By Mark Casciari, Ben Conley and James Napoli

In its third lawsuit in as many months, the EEOC requested a temporary restraining order against the Honeywell International Inc. wellness program.  The EEOC alleged that the program violates the Americans with Disabilities Act (ADA) and the Genetic Information Nondiscrimination Act (GINA).  Honeywell’s wellness program appears to fall squarely within the legal parameters of HIPAA (as amended by the Affordable Care Act), the ADA and arguably GINA (and Honeywell has released a statement to this effect).  All three actions are commenced by the Chicago office of the EEOC.  This alert focuses on the Honeywell case; for a discussion of the two cases see our earlier blog post.

The EEOC alleges that Honeywell’s wellness program violates the ADA because the penalties for failure to participate render the program “involuntary.”  The EEOC alleges that the penalties could amount to $4,000 annually (depending on whether the individual has enrolled in self-only or family coverage).[1]  The EEOC alleges that half of this amount is a smoker surcharge (HIPAA “health-contingent” wellness), and the remainder results from failure to participate in the biometric screening (HIPAA “participation-only” wellness).

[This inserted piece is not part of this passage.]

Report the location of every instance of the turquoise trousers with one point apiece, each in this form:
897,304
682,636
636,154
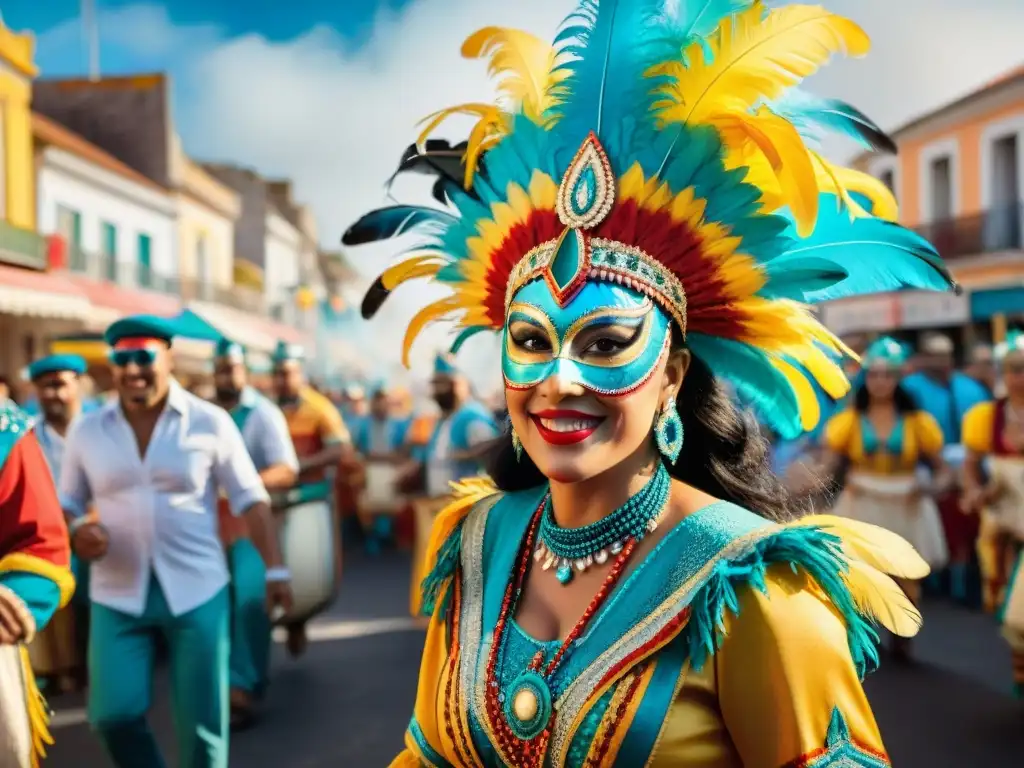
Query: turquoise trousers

The EEOC also alleges that Honeywell’s wellness program violates GINA, because it offers employees an incentive to provide family medical history in connection with a wellness program.  According to the EEOC, Honeywell contributes to employee health savings accounts (HSAs) if the employee and his/her spouse go through the biometric screening, but it imposes a $1,000 surcharge if they do not.  Under GINA, genetic information includes information relating to a manifestation of a disease or disorder in family members.  The statute defines “family member” to include spouses, even though spouses are not genetically related.

On November 3, 2014, the district judge denied the EEOC’s request for a temporary restraining order.  The case now reverts back to the administrative charging process pursuant to which the EEOC will investigate the alleged unlawful practices and attempt to conciliate the matter.

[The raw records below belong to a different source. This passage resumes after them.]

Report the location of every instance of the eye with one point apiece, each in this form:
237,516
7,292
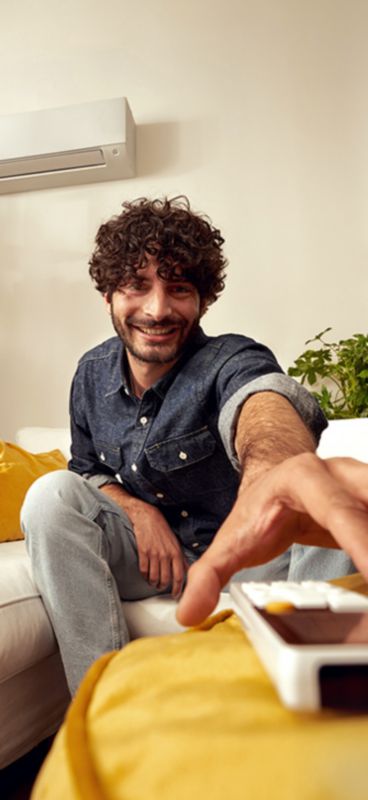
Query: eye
181,288
133,287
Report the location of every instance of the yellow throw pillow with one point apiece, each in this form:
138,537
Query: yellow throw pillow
194,716
18,470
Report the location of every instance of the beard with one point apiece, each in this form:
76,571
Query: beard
159,352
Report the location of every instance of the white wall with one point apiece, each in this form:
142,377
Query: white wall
256,109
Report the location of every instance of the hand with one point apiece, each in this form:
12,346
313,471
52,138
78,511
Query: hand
303,499
161,560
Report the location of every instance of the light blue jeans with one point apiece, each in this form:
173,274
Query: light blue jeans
84,560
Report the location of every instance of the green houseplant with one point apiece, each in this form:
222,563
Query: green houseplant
339,371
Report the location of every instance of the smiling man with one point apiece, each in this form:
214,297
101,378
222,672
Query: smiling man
171,431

The court action taken by the EEOC raises a number of issues that may be resolved during the administrative process or in subsequent litigation.  Some of the more pertinent issues raised in the EEOC v. Honeywell case include:

1.  It appears that the program falls squarely within the parameters of the HIPAA nondiscrimination requirements (as amended by the Affordable Care Act).

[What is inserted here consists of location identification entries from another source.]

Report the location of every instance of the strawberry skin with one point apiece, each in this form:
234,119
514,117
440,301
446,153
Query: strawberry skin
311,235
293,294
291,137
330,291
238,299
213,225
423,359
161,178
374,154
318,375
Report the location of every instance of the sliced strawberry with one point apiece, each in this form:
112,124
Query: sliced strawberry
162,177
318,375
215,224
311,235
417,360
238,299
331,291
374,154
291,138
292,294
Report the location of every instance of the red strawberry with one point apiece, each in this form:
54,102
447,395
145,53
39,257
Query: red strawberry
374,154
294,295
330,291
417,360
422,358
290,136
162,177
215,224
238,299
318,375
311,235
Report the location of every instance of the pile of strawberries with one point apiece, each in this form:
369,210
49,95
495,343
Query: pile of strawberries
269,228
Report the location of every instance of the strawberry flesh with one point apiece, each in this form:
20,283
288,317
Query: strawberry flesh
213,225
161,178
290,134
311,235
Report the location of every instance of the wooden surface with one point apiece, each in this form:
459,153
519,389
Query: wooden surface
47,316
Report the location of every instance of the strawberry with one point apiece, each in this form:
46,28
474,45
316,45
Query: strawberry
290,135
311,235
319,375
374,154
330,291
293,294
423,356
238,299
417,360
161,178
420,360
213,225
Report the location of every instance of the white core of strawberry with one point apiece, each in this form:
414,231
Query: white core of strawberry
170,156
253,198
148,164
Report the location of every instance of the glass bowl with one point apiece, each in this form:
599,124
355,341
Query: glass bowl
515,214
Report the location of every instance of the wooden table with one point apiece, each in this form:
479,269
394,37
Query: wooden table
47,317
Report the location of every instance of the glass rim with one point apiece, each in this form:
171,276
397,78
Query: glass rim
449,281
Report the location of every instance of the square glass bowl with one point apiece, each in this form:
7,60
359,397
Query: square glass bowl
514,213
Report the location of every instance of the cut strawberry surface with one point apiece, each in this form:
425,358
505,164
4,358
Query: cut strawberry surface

Question Presented:  Is HIPAA compliance a safe harbor from ADA litigation?

2.  As noted in our earlier post, the ADA contains a safe harbor for wellness programs that are part of a bona fide benefit plan.  The Court of Appeals for the Eleventh Circuit, in Seff v. Broward County, 691 F.3d 1221 (11th Cir. 2012), relied on the ADA safe harbor to uphold a “participation-only” wellness program.  The EEOC now argues that ’s memorandum of law argues the Seff decision was misguided and inconsistent with the legislative history and purpose of the safe harbor provision.

Question Presented:  Does the ADA benefit plan safe harbor have the meaning afforded to it by the Eleventh Circuit?

3.   The EEOC has staked out a hyper-overly technical stance on GINA that goes far beyond the abuses GINA was intended to guard against.  No genetic information (in the literal sense) can be gleaned from combining the medical information of an employee and his or her spouse (i.e., the combined medical information does not equate to “family medical history”).  Moreover, the employer in this instance does not have access to the specific medical information being collected under the wellness program.

Question Presented:  Can GINA be used to undermine HIPAA-compliant wellness programs?

4.  The EEOC’s actions in this case fall outside of its regulatory mandate.  Guidance is to be issued by the Congressionally confirmed Commissioners and not from an EEOC litigator in a field office.  If the EEOC continues down this path, employers will be left with a patchwork of case law that will not guarantee a uniform system of rules and regulations as is envisioned under the EEOC’s charter and required with respect to all benefit programs.

We will continue to monitor developments in EEOC v. Honeywell as well as the fallout caused by the case that is already beginning to be felt in the nation’s capital.


 

[1] It should be noted that the facts recited in this blog are taken from the EEOC’s court filing, and may not be entirely accurate.